Among the new CDW members, of particular concern are Cardinal Dew and Archbishops Marini and Sorrentino. Cardinal Dew was one of the most radical figures in the Synods of 2014 and 2015, with his advocacy of the view that the Church needed to "change its language" and his opposition to describing homosexual acts as "intrinsically disordered". Archbishop Piero Marini is well-known and the reasons for our concern need not detain us here. (He resides in Rome, which means that he will also be involved in the ordinary plenary meetings.) Archbishop Sorrentino was the Secretary of the CDW from 2003 to 2005; his removal in 2005 and his demotion to the Diocese of Assisi (although he kept the personal title of Archbishop) were attributed at the time to his opposition to the liturgical vision that Benedict XVI wanted to pursue, and his Bugninist thinking.
Cardinal Robert Sarah remains the Prefect of the CDW. However, the new membership of his Congregation makes him virtually isolated; it is hard to see how he can still push forward his hopes for some measure of "Reform of the Reform" in the years left to his tenure (he is now 71) -- not that we've entertained any hopes for the "ROTR" for a long time. His second-in-command, (the Secretary of the CDW), Abp. Arthur Roche, is anything but traditional-friendly in his liturgical leanings (see his bizarre commentary on the footwashing reform earlier this year). Shortly before Sarah's appointment as CDW head, Pope Francis had unceremoniously removed the CDW's two Benedict XVI-era undersecretaries, Msgr. Anthony Ward and Msgr. Juan Miguel Ferrer Grenesche, and replaced them with Fr. Corrado Maggioni, SMM, who is reportedly close to Abp.
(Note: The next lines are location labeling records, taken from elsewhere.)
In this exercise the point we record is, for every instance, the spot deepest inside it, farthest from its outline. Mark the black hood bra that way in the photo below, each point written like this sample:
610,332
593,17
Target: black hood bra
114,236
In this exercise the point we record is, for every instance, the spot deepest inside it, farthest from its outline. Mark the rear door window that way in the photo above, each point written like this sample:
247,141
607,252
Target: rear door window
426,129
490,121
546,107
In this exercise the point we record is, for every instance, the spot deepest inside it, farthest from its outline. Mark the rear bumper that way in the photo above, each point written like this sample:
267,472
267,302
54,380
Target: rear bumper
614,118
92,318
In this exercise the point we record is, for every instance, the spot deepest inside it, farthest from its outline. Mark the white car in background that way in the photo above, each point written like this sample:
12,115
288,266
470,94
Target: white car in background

Piero Marini. (Ferrer Grenesche was known for his strong traditional leanings in liturgy and sacred music and concrete proposals for a "reform of the reform" of the liturgy were attributed to him.)
Finally, as events proved this year, Pope Francis, for all of his supposed "indifference" to the liturgy, retains the last say on matters liturgical and will not hesitate to use his authority to enforce a certain line. We saw this when he ordered Cardinal Sarah to decree the permission for women to have their feet washed during Maundy Thursday, and when Cardinal Sarah's suggestion that priests offer Mass ad orientem beginning this Advent was disowned, as it were, by the Holy See Press Office with unaccustomed rapidity. This round of appointments is already being reported (and celebrated by liberals) as Cardinal Sarah being "reined in" by Pope Francis and it is hard not to agree with that assessment.